Same for the women, I know a girl who had a full-ride to a private white institution, her high-school was pretty diverse both in nationalities and economic backgrounds. So while her mother was a Michigan alum with a plum corporate job and her dad is a dentist doing well and they live in a 5 bedroom home and she's never wanted for anything, ever, in an effort to 'keep it real' she ends up hanging out with this group of chicks from the rougher side of town, most of whom live in assisted housing. She starts messing with some hood dude they all know; and they are 'dating' the rest of her senior year and over the summer. However, by mid-summer she starts acting strange, wearing baggy clothes and in the first semester of her first year of university, it starts to become clear that she's pregnant. At the PWI, she realizes that white kids are looking at her like she's just another statistic and she feels embarrassed. Five weeks into the first semester, she drops out of school. Her father had a heart-attack after finding out and his practice was closed for like a week.

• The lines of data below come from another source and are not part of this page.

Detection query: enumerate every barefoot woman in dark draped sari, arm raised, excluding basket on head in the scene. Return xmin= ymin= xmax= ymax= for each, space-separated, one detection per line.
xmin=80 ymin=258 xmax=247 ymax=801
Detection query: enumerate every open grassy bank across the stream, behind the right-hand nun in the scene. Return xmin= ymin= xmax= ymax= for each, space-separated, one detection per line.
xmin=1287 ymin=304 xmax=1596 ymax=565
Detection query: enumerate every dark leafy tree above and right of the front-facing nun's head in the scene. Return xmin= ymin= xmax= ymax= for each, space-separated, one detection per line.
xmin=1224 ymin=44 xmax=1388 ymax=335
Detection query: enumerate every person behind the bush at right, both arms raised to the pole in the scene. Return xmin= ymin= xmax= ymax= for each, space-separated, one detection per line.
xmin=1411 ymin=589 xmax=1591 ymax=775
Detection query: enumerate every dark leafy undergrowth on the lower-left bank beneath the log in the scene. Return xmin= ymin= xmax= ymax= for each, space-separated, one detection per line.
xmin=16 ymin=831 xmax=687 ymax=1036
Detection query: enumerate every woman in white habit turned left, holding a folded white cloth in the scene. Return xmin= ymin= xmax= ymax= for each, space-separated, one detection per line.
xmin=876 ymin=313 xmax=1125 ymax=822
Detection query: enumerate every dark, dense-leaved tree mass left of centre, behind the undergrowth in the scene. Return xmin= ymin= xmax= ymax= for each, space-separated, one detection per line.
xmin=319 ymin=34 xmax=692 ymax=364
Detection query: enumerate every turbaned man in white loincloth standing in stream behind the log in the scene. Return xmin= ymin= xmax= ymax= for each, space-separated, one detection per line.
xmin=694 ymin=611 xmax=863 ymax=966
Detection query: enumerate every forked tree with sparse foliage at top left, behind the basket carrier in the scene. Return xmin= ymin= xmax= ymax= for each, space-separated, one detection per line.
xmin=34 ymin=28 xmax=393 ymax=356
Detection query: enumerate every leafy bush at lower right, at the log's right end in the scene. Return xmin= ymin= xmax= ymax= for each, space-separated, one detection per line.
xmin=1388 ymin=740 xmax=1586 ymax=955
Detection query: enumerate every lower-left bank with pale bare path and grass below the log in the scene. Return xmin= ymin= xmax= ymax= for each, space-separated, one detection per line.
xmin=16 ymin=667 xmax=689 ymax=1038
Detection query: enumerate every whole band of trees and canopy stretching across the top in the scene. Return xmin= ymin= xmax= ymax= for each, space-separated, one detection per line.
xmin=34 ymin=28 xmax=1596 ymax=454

That's why I always told my littler sister, no matter what you say, do or think, music you listen to, activities you enjoy, hobbies you partake in, you're black no matter what, never let someone try to tell you otherwise. There is no one way to be black and blackness doesn't have to be associated with poverty, single-parenthood and hopelessness. For kids that grew up like we did, that's important. Having a passport at age 9 and going to London and France for vacation, parents sending you to French lessons and going to white summer camps and attending bar mitzvah's.... yeah it's not the norm, but we weren't any less black because of it. Of all things, we learned early that being successful is not going to prevent people from being racist. You go into a designer store, Michelin star restaurant and get treated like dirt despite the fact that your parents make more in half a year then what they'll make in two and all cause you're black.